The point I made before though is that you're dealing with natural limits, rather than a limitation of labor power. We have tons of labor power and machinery to amplify it, such that the cost of say a plastic controller is cheap as shit if we're just looking at labor costs and the cost of extracting materials. Yet, if we went about supply controllers and other doodads to all 8 billion or so people on the Earth, we're going to have resource problems. So, you have a resource demand that quite a few people want, that we can't resolve with the law of value.

I think the LV would work well in conditions where natural resource limits are not a major issue, and the vast quantity of labor time is spent on unskilled labor requiring little in the way of education. Those were the conditions in 19th century Europe and for much of the early 20th century. Even today, that still is very much the case in a lot of ways, but increasingly skilled labor and education matter more to the production process, and LTV doesn't have a good way to really calculate how much worth skilled labor has over unskilled (this is a pretty big bugbear - I agree with Marx that it is theoretically possible to reduce skilled labor to unskilled, but if you try to build a system around it you're going to find a lot of practical problems calculating just how much a skill is worth, and a lot of people who think their skills are worth more, and you've just created for yourself another calculation problem). It seems good and decent for a factory worker to be paid compensation in labor-hours, but it's harder to calculate for an engineer or a teacher. (Of course, money too is an inadequate tool for calculation purposes for much the same reason - and that is where I really think capitalism is going to run into the ground, when the class of skilled and educated workers is sick of their education being constantly devalued.)

So yes, where do we go from here? We've come to the conclusion that vouchers really don't help us with the calculation problem, so their primary purpose is to solidify the social contract we enter when we decide to work for the socialist system - if you do X amount of work, you are entitled to Y in return for your work. Yet, we see a situation where workers cannot get Y, or they think the calculation for X is unjust and arbitrary. (Just imagine a system when the overseer of labor arbitrarily decides to give all their friends "exemplary" marks, and the people they don't like "casual" marks for the quality of their labor.) In pushing the labor voucher system as THE SOLUTION, in the face of these issues, you are maintaining a blindness towards the nuts and bolts of how a planned system would need to function if it wants any sort of stability. Clearly you need something more, a sense that people at the local level - individually, and the whole communities to which they belong - are really part of the system, rather than subjects of the central bureaucracy. This goes beyond just telling people they have a vote and calling it good now that you've replaced wage-labor with… wage-labor.


Unicorns and rainbows, oh my.
This is the kind of retardation that lets right-wingers ridicule us so easily.

Nobody said that labour vouchers are a 1:1 accounting of labour, you're totally misinterpreting it.
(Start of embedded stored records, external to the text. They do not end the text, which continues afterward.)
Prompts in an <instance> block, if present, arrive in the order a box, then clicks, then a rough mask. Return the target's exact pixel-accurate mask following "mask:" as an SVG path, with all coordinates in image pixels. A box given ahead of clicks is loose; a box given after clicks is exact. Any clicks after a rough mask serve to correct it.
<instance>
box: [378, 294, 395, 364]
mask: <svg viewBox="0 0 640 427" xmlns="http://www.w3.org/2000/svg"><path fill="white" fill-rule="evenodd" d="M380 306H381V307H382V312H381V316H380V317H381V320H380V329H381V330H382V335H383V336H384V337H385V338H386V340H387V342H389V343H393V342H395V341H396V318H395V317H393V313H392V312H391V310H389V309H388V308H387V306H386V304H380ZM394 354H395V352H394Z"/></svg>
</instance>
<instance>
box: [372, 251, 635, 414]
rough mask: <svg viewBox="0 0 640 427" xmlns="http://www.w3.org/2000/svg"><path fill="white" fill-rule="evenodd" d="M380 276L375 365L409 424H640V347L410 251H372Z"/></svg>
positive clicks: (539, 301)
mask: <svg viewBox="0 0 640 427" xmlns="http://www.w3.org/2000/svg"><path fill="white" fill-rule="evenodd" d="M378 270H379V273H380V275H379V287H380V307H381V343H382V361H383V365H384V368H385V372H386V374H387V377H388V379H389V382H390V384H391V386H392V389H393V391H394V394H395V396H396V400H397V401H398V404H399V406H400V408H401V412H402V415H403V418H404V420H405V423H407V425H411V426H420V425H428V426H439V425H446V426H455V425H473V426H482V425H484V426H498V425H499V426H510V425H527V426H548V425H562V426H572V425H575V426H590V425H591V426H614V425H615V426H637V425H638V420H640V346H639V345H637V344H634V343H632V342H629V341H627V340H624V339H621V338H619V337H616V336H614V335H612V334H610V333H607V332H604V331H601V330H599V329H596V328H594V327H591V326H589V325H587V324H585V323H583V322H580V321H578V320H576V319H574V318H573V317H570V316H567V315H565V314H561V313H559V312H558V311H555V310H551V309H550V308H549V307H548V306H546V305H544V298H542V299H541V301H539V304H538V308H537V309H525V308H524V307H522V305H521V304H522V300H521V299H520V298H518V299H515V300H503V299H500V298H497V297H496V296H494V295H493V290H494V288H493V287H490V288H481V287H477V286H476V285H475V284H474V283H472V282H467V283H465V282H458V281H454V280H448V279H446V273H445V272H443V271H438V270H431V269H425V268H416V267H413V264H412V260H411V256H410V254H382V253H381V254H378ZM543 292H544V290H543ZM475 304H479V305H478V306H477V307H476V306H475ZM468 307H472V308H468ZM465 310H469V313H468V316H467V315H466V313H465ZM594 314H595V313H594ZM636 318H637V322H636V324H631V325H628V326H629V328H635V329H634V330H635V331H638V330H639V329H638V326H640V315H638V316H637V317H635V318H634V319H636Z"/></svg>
Obviously you wouldn't get back exactly the productive value of the labour you contributed, that would be impossible to calculate anyway, some people will get more back than they 'deserve' and others will get less even if everyone receives the same amount, but that's not the point. Labour vouchers aren't just a straight replacement for money, they're a safeguard against someone ordering 10,000 yachts for themselves. I think labour vouchers should only have a small variability from person to person if any, and it shouldn't be incentivised to spend them all anyway if you don't need to.

So sum up, even if it takes 1 hour of labour to produce a plastic widget, it would be priced far higher if there's some kind of unsustainability involved in its production.

What is your big issue with that? We have the technology for near-perfect recycling, just not the political will to put it into action because it's cheaper to just destroy and excavate more resources.

Labor vouchers don't create the issue of resource limitations, so I don't see how this is an argument specifically against labor vouchers and for something else which would be better in regard to this issue.

You talk as if this is hypothetical, but many countries do have different sales tax or VAT for different items, and this type of regulation has existed for decades.

That doesn't sound so much like a calculation problem, but a social one; and, like with the issue of limited natural resources, it is not something new that comes into existence with labor vouchers. Cockshott and Cottrell propose that training time necessary for working in production of a particular item should be priced in, but that's the price of the thing, not the salary. In their proposal, the public funds education and job training, as such you have no right to get extra compensation for having education. Though realistically, unless the whole world is under that system, we'll probably have to compromise on that.

Speaking of being realistic, I don't see any realistic alternative to labor vouchers.